If things get bad enough Congress WILL enact those tarrifs, they will do all the things the author said they should'nt, because thats thier job. Eventually we will have socailst style gov't where everything is regulated ( all those regs require gov't employees to do the watching).
I don't like it but the every greedy CEOs, CFOs, CIOs
So Long and Thanks for all the Fish.
Presently, the outsourcing rush is correcting an obvious market inefficiency; namely that for whatever reason, highly educated Indian labor is cheaper. A properly functioning economy redresses such imbalances rapidly: India's skilled workforce is finite and its value will increase with average quality of life, reaching parity with ours.
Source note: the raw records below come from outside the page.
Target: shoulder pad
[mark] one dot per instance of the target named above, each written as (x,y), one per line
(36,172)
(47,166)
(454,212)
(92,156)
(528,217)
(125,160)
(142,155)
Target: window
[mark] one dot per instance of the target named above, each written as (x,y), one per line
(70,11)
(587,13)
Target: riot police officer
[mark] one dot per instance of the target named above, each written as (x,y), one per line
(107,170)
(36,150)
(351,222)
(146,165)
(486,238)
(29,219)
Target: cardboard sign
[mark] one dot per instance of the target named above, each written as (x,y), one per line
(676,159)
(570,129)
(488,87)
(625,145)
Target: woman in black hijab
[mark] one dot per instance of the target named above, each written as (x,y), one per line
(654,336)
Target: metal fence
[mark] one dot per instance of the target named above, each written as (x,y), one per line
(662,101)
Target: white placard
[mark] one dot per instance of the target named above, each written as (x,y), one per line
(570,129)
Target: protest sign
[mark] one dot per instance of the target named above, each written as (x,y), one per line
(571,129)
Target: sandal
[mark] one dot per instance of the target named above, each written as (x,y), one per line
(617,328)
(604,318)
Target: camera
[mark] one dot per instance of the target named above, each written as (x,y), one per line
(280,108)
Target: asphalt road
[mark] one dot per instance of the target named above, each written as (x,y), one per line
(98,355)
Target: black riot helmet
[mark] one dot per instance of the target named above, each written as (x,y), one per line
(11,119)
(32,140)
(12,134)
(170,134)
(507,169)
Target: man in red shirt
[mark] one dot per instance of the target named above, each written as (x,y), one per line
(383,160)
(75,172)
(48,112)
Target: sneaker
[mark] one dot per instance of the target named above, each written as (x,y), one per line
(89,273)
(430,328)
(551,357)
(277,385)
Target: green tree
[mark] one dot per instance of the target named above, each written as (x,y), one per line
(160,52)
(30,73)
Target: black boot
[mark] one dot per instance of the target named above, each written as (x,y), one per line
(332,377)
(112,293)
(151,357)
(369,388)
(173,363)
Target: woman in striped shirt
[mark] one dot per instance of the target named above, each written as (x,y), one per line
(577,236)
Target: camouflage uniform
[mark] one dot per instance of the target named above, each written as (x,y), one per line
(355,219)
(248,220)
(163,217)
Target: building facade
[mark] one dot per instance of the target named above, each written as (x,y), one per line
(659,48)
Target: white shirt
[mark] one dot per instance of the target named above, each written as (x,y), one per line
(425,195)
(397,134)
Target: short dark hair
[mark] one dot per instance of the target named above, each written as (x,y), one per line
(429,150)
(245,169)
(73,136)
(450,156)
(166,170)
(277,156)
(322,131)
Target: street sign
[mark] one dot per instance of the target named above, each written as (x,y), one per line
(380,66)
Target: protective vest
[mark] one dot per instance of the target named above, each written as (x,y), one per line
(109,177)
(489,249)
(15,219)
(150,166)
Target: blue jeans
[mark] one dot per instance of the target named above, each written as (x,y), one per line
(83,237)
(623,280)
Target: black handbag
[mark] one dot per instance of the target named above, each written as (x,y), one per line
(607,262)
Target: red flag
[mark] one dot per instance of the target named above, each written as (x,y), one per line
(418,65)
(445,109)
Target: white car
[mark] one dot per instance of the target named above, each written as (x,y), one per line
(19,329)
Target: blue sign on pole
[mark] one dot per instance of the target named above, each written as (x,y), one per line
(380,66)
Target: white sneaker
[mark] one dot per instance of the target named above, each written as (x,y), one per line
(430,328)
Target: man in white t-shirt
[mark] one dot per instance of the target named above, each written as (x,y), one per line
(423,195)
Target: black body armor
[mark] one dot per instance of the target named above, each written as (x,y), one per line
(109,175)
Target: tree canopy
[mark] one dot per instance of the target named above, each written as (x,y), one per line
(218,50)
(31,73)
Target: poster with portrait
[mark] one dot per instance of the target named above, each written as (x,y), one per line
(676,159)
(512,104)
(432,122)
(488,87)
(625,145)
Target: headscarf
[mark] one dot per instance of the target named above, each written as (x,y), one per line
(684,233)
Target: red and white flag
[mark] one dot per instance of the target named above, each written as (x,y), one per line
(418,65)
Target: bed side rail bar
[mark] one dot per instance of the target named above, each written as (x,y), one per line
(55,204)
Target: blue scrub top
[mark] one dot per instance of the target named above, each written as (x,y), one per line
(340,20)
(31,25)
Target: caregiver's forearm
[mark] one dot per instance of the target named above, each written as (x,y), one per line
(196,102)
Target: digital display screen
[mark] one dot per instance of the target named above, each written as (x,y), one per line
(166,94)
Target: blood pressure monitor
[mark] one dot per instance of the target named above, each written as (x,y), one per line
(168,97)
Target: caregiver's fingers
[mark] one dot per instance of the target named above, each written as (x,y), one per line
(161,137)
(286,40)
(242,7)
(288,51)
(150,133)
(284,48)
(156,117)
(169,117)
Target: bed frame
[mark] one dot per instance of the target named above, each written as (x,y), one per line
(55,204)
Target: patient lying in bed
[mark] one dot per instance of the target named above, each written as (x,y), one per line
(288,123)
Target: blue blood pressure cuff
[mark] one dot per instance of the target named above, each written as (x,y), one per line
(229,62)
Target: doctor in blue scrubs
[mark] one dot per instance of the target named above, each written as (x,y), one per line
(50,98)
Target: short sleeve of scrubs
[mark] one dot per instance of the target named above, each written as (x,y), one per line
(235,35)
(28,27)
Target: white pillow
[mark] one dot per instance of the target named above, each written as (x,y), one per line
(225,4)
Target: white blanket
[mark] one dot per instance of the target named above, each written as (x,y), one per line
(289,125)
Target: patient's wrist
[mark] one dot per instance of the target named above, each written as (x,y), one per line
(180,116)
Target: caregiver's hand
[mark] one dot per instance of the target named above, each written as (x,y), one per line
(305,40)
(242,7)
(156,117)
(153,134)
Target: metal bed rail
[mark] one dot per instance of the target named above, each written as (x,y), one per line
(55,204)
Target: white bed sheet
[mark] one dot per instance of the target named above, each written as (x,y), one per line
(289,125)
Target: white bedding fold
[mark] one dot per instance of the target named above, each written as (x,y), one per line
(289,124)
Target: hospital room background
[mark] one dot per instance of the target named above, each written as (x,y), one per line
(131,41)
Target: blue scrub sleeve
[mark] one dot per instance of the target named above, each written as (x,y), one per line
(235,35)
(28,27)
Parity, however, is grossly distorted in this situation. Indian employees and firms do not pay the ~45% tax (spread over income, miscellaneous regulation, property, ad naseum) that their counterparts here and in Europe must. In effect, this aggregate taxation is an enormous tariff sponsoring foreign labor, and the otherwise natural equilibrium in compensation found at parity ought to rest in the vicinity of... 20% ->below- foreign levels.
I do not mean to imply first world taxes are wasted by govt, but some combination of reducing the largely unconstitutional federal bloat and introducing tariff on outsourced production (correcting for minuscule Indian cost of living) raises job market parity to a bearable level.
However, overriding protectionism (such as that Japan *still* favors) will certainly ruin this nation. After all, how will all our exported capital ever return as investment if the US and Europe appear content to maintain the status quo (0% GDP growth, in more obvious terms)? Long decades of trade deficit and wholesale hollowing out of domestic industry afford developed countries little flexibility defending what little real productivity they retain. Socialist policy and GDP shrinkage or free market and some painful hard work are the plausible remaining options.
Suggestions that companies outsourcing their labor are self-interested offer no insight. Individual and corporate motivation to profit are the only reliable constants in a democratic, capitalist society.
My thoughts seem grossly out of place as I read recent comments, but what the hey.
First NAFTA moved the jobs from the US to Mexico. Now the jobs are moving from Mexico to China. The Mexicans were "overpaid" at $4,000 a year while the Chinese make $1,000 a year. CEO pay is, of course, higher than ever.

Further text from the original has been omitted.